2 La risposta di Maria: parole, azioni, meditazione.

Come risponde Maria all’azione salvatrice e benedicente di Dio? Come il fedele dell’AT, che interviene nell’evento dialogico con parole, azioni e meditazione.
Maria partecipa responsabilmente al dialogo con Dio non solo reagendo con il turbamento e chiedendo spiegazioni, ma soprattutto offrendo un consenso di fede perfetta, che viene fortemente sottolineato da Luca. Maria dichiara a Dio la propria disponibilità e aderisce pienamente alla Parola divina trasmessa dall’Angelo: "Eccomi, sono la serva del Signore. Si compia in me la tua parola" (Lc 1, 38).
Inoltre, la Vergine risponde a Dio con il culto e con la vita. È fedele praticante della legge di Mosè, partecipando ogni anno al pellegrinaggio a Gerusalemme in occasione della Pasqua e offrendo il paio di colombe o tortore per il riscatto del bambino (cfr. Lc 2, 21.24.39.41). Soprattutto, ella svolge con amore e responsabilità la sua missione materna nei riguardi di Gesù, prendendosi cura di lui e soffrendo dolori indicibili durante il triduo del suo smarrimento (cfr. Mt 2, 13.14.20-21; Lc 2, 7.48).

Maria, "donna dal cuore memore e sapiente"

Infine, il profilo spirituale tracciato da Luca presenta Maria come una donna riflessiva, che medita nel silenzio del suo cuore (cfr. Lc 2, 19.51) dopo aver innalzato a Dio il cantico di lode (cfr. Lc 1, 46-55). Estremamente suggestiva la figura di Maria "donna dal cuore memore e sapiente"! è la Vergine in contemplazione, che trasforma la storia in coscienza.

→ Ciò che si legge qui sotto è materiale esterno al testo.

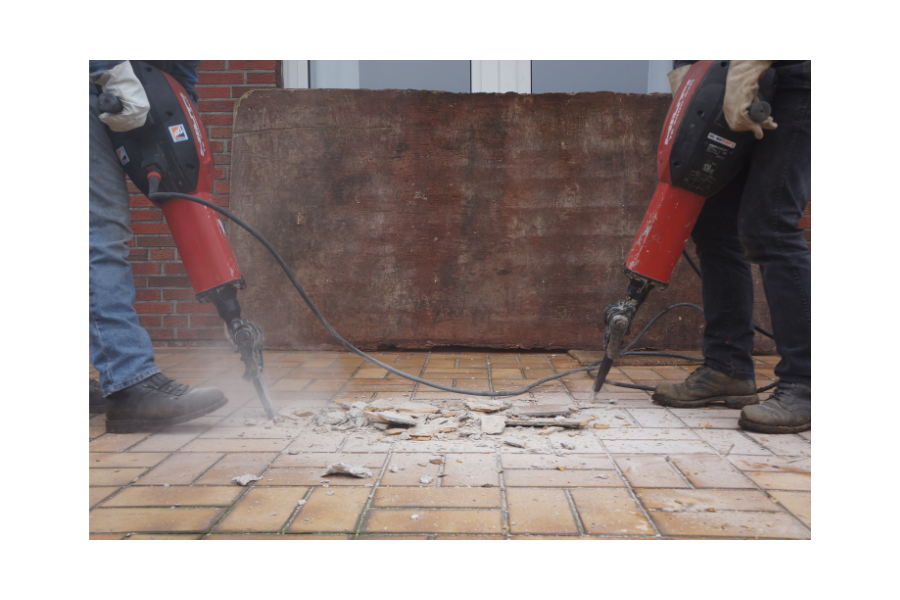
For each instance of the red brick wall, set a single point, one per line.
(165, 302)
(164, 299)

Gli eventi che riguardano Gesù, le parole che egli pronuncia, sono l’oggetto della sua memoria persistente e penetrante. Così Maria ripeteva in sé l’itinerario sapienziale che già aveva caratterizzato la fisionomia spirituale d’Israele.
L’attività meditativa di Maria è resa da Luca con il participio symbállousa per indicare che ella "poneva a confronto, metteva insieme" i diversi aspetti del mistero di Cristo per poterli decifrare e comprendere. Maria fa l’esegesi degli eventi e parole riguardanti il Figlio, che rappresenta anche per lei un enigma permanente.

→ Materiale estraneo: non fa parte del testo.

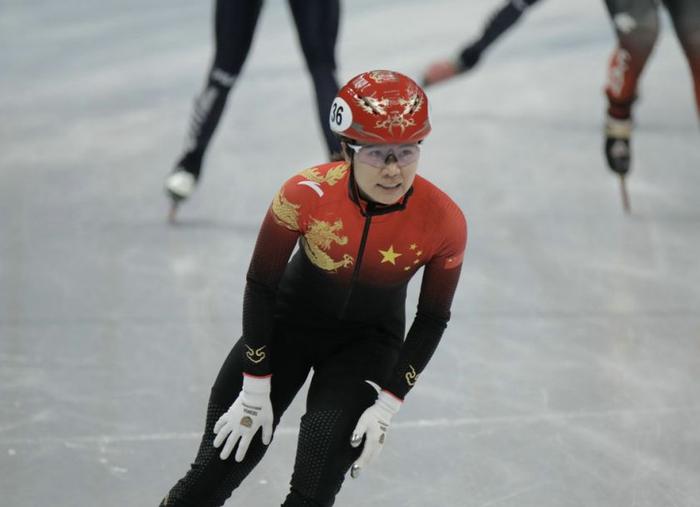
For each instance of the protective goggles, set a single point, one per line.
(377, 155)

Possiamo concludere che Maria è icona, cioè rappresentazione concreta e viva, della Salvezza intesa dinamicamente come incontro dialogico tra Dio e l’uomo. In lei risplende l’azione di Dio che la salva e benedice ed insieme la risposta dell’uomo alla salvazione e benedizione di Dio.
Maria appare come un prisma terso e luminoso che riunisce e rifrange il massimo dato della fede che è la Salvezza, ovvero l’incontro vitale e trasformante di Dio con l’umanità. In questa linea Sant’Ambrogio giustamente osserva: "Non è da stupire che il Signore, dovendo redimere il mondo, abbia iniziato da Maria l’opera sua: se per mezzo di lei si apprestava la salvezza a tutti gli uomini, essa doveva essere la prima a cogliere dal Figlio il frutto di salvezza".
Con l’inizio e il termine della sua vita, secondo le verità maturate nella coscienza della Chiesa [Immacolata e Assunta], Maria illumina la vocazione primordiale alla santità da parte di tutti i chiamati e il traguardo finale cui la Chiesa tende. Maria unisce all’evento dialogico l’azione preveniente di Dio e quella definitiva della Redenzione totale per mezzo di Cristo nello Spirito.